Warren Buffett’s investment company, Berkshire Hathaway, announced in its first-quarter financial report for this year that it had reduced its Apple holdings by 13%. At the same time, its cash reserves reached $188.99 billion, a record high for the company. Buffett explained the reason for holding a large amount of cash reserves at the shareholders’ meeting on the 4th.
In the first quarter of 2024, Berkshire Hathaway reported revenue of $89.869 billion, a year-on-year increase of 5.2%, surpassing market expectations of $85.92 billion. Its net profit was $12.702 billion, a 64% decrease compared to the previous year, but still exceeding market expectations of $9.892 billion.
Notably, Berkshire Hathaway’s largest holding, Apple, decreased in value from $174.3 billion in the fourth quarter of last year to $135.4 billion in the first quarter of this year, with approximately 790 million shares. This represents a 13% reduction in holdings from the previous quarter (116 million shares). It is also the second consecutive quarter with a significant reduction in Apple holdings, following the sale of 10 million shares in the previous quarter.
However, this reduction in Apple holdings has led to an increase in Berkshire Hathaway’s cash reserves from $167.6 billion at the end of 2023 to the current $188.99 billion, setting a new record for the company.
Regarding the reduction in Apple holdings, Buffett stated at the shareholders’ meeting on the 4th that it was primarily for tax purposes. He mentioned the possibility of higher corporate income tax rates in the future to support the expanding US fiscal deficit. He also emphasized that Apple may still be Berkshire Hathaway’s largest holding because it is better than American Express and Coca-Cola.
Buffett further mentioned that Berkshire Hathaway’s cash reserves are expected to reach $200 billion by the end of June, as there are currently limited opportunities for targeted acquisitions. He explained that Berkshire Hathaway is willing to spend money, but only if the risks are extremely low and there is a potential for significant profits.
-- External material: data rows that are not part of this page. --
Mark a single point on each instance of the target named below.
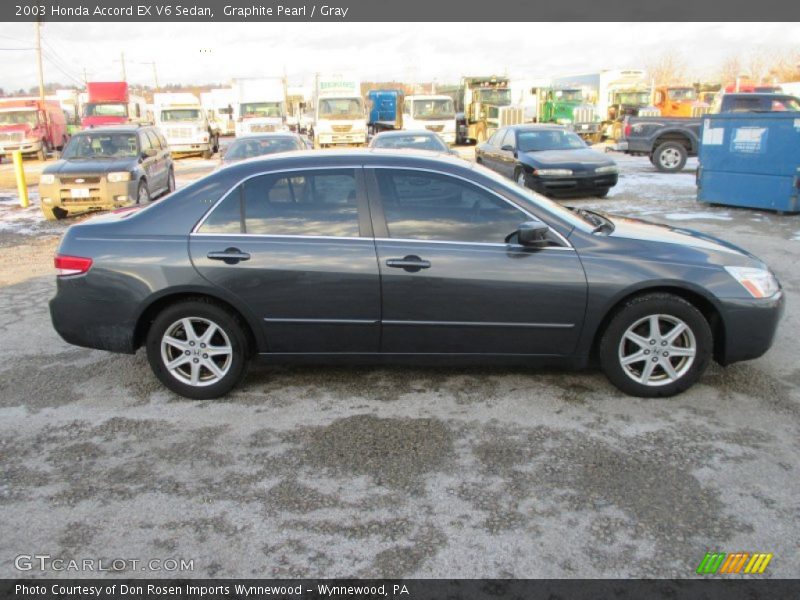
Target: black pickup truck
(670, 141)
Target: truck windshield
(569, 95)
(682, 94)
(548, 139)
(116, 109)
(635, 98)
(434, 109)
(180, 114)
(101, 145)
(498, 97)
(19, 117)
(341, 108)
(260, 109)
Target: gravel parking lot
(398, 472)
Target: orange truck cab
(31, 126)
(679, 101)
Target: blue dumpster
(750, 160)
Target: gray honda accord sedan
(376, 256)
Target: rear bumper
(750, 327)
(554, 185)
(85, 321)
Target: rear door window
(301, 203)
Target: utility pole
(37, 28)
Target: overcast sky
(410, 52)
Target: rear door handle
(410, 263)
(230, 256)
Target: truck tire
(670, 157)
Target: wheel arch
(694, 296)
(158, 303)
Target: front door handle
(410, 263)
(230, 256)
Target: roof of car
(122, 128)
(403, 132)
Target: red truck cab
(109, 103)
(31, 126)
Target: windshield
(341, 108)
(249, 147)
(636, 98)
(414, 142)
(569, 95)
(102, 145)
(528, 196)
(682, 94)
(181, 114)
(105, 110)
(261, 109)
(499, 97)
(19, 117)
(434, 109)
(548, 139)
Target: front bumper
(187, 147)
(344, 139)
(24, 147)
(572, 184)
(750, 327)
(102, 195)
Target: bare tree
(668, 68)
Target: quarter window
(427, 206)
(313, 203)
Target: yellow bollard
(22, 187)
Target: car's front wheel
(198, 349)
(656, 345)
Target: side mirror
(533, 234)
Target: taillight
(72, 265)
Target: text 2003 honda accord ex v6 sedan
(401, 257)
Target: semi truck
(260, 105)
(483, 104)
(678, 101)
(31, 126)
(340, 118)
(218, 104)
(182, 120)
(385, 110)
(434, 113)
(110, 103)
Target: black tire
(670, 157)
(613, 345)
(602, 192)
(234, 366)
(142, 193)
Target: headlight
(552, 172)
(761, 283)
(119, 176)
(608, 169)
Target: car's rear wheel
(656, 345)
(198, 349)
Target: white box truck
(260, 105)
(340, 117)
(183, 122)
(432, 112)
(218, 104)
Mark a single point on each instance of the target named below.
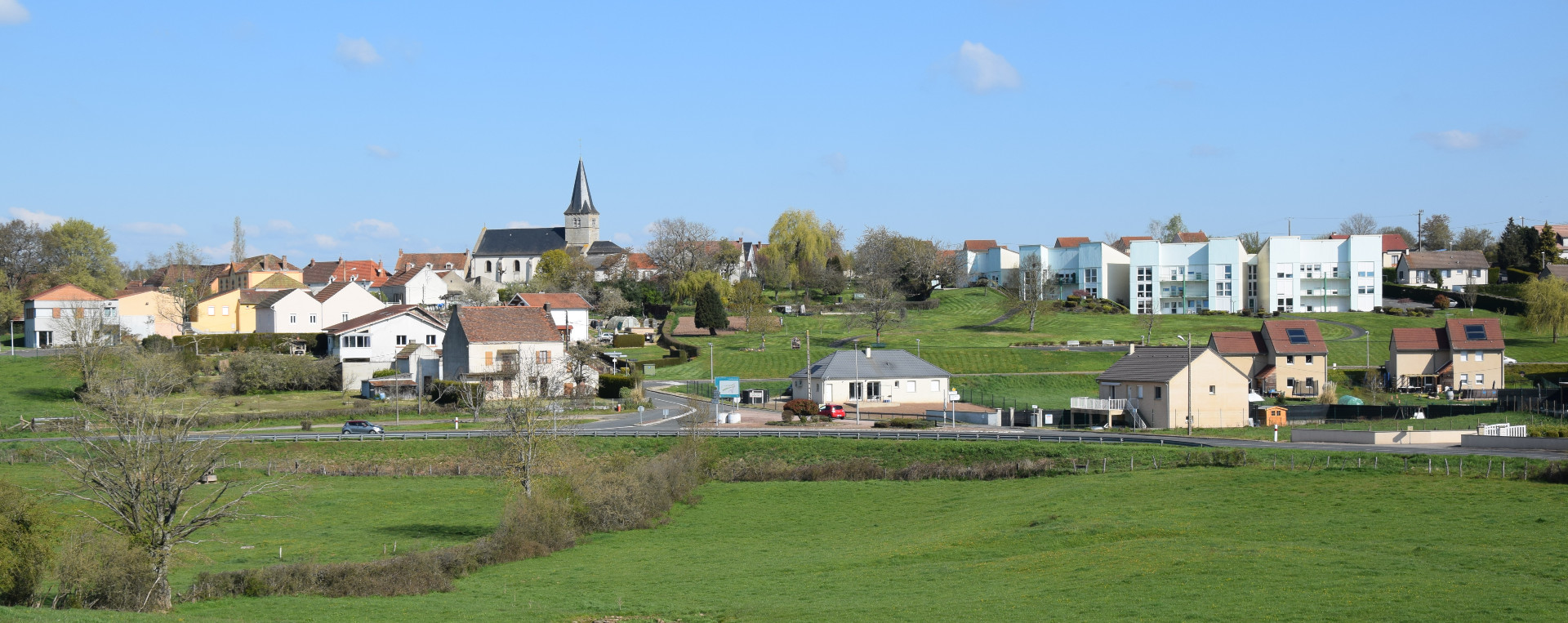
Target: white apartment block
(1286, 275)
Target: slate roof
(1421, 340)
(1275, 335)
(506, 323)
(65, 292)
(883, 364)
(1150, 364)
(1460, 340)
(1237, 342)
(385, 314)
(1446, 260)
(555, 300)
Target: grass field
(1198, 543)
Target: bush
(610, 385)
(802, 407)
(264, 372)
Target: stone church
(513, 255)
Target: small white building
(375, 341)
(872, 376)
(567, 309)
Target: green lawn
(1200, 543)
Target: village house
(1285, 358)
(1463, 355)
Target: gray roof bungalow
(875, 376)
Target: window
(1297, 336)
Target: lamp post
(1189, 380)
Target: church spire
(582, 202)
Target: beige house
(1285, 358)
(1463, 355)
(1148, 389)
(511, 350)
(1455, 269)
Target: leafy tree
(1547, 305)
(1472, 239)
(710, 311)
(82, 253)
(1358, 223)
(1435, 233)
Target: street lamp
(1189, 380)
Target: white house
(1189, 277)
(63, 314)
(416, 286)
(342, 301)
(375, 341)
(511, 352)
(874, 376)
(1297, 275)
(567, 309)
(289, 311)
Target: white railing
(1098, 403)
(1498, 429)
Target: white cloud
(353, 52)
(373, 228)
(39, 219)
(982, 71)
(154, 228)
(1460, 140)
(11, 11)
(836, 162)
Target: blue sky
(359, 129)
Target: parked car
(361, 427)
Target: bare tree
(140, 474)
(1358, 223)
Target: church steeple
(582, 219)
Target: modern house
(510, 350)
(567, 309)
(65, 314)
(1285, 358)
(510, 256)
(1148, 388)
(1450, 270)
(1465, 355)
(416, 286)
(879, 376)
(375, 341)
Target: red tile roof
(1275, 333)
(65, 292)
(1460, 340)
(496, 323)
(1237, 342)
(1421, 340)
(555, 300)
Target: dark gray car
(361, 427)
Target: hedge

The company is considering investments in Canada.
Buffett emphasized that holding such a large cash reserve in an increasingly complex world allows the company to act when opportunities arise. However, the continuously increasing cash reserve also highlights the company’s current inability to find suitable investment targets. It may even indicate their lack of optimism about the future investment market in the context of high interest rates and persistent inflation, leading to their decision to sell at a high point.
Furthermore, Buffett stated that Berkshire Hathaway’s main investments will always be in the United States. The company’s largest holdings, such as Coca-Cola and American Express, have business operations worldwide, and its investment in Japanese trading companies has also yielded returns, which Buffett is very satisfied with.
Overall, Buffett believes that if Berkshire Hathaway continues to invest in the domestic US market, it is unlikely to make significant mistakes.